GPs will have a pivotal role in ensuring the success of the new Faster Diagnosis Standard (FDS) for Cancer, new research from the University of Surrey finds.
In the first study of its kind, published today in the British Journal of General Practice and funded by Cancer Research UK, researchers investigated public attitudes towards the new FDS for Cancer.
Scheduled to be introduced in England next year, this new standard will give patients a diagnosis or all-clear for cancer within 28 days of referral with suspected cancer.
Conducting focus group sessions in Bradford and Guildford with participants who in the last six months had undergone diagnostic tests for cancer and received results, researchers identified a degree of scepticism amongst the groups about how the new standard would work.
Many participants had experienced swift referrals for diagnostic testing but encountered a delay when receiving test results and were unsure about how the FDS would rectify this.
Concern existed amongst participants that the FDS may ultimately extend waiting times and could become more of a ‘tick box’ exercise, with one participant noting: ‘So what happens is that as soon as 28 days appears anywhere that becomes the standard, rather than the last resort, so when suddenly you go, well we’ve got 28 days … we’ll get in touch with them in three weeks’ time […].’
Participants also described a lack of transparency in the referral process and were apprehensive about getting lost in the system.
This feeling was exacerbated by not knowing what to expect and/or being unable to draw upon past experiences due to inconsistency between one referral and the next.
Interestingly, researchers found that participants valued reassurance and support from their GP as highly as a speedy referral.
A feeling of being listened to by a GP was found to be important to participants when being referred for diagnostic tests.
‘Being listened to I think, so it’s being heard and my GP was fine, has really really been… it was really quick, it couldn’t have been quicker, but it was feeling… I suppose it’s being listened to and then almost like being believed.’
Dr Katriina Whitaker, Reader in Cancer Care at the University of Surrey, said: “The new Faster Diagnosis Standard for Cancer is an important step in diagnosing cancer earlier and faster. However we have found that although patients value a speedy referral there are other factors that they regard as just as important.
“Simple steps such as informing patients about the diagnostic testing and referral processes and about time scales will help patients better prepare, both physically and emotionally, for the next phase.
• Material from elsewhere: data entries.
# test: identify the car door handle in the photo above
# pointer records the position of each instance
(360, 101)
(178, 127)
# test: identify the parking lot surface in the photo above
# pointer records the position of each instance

This will ultimately fall to GPs, who will need clear guidance so they are able to support their patients.”
Dr Jodie Moffat from Cancer Research UK said: “We need to redouble our efforts to reduce the late stage diagnosis of cancer, so that more people survive their disease. Reducing late stage diagnosis of cancer requires action on a range of fronts, and we all have a part to play. Ensuring there’s enough workforce in the system – whether that’s in primary care or in hospitals – is vital to achieving our early diagnosis ambitions.”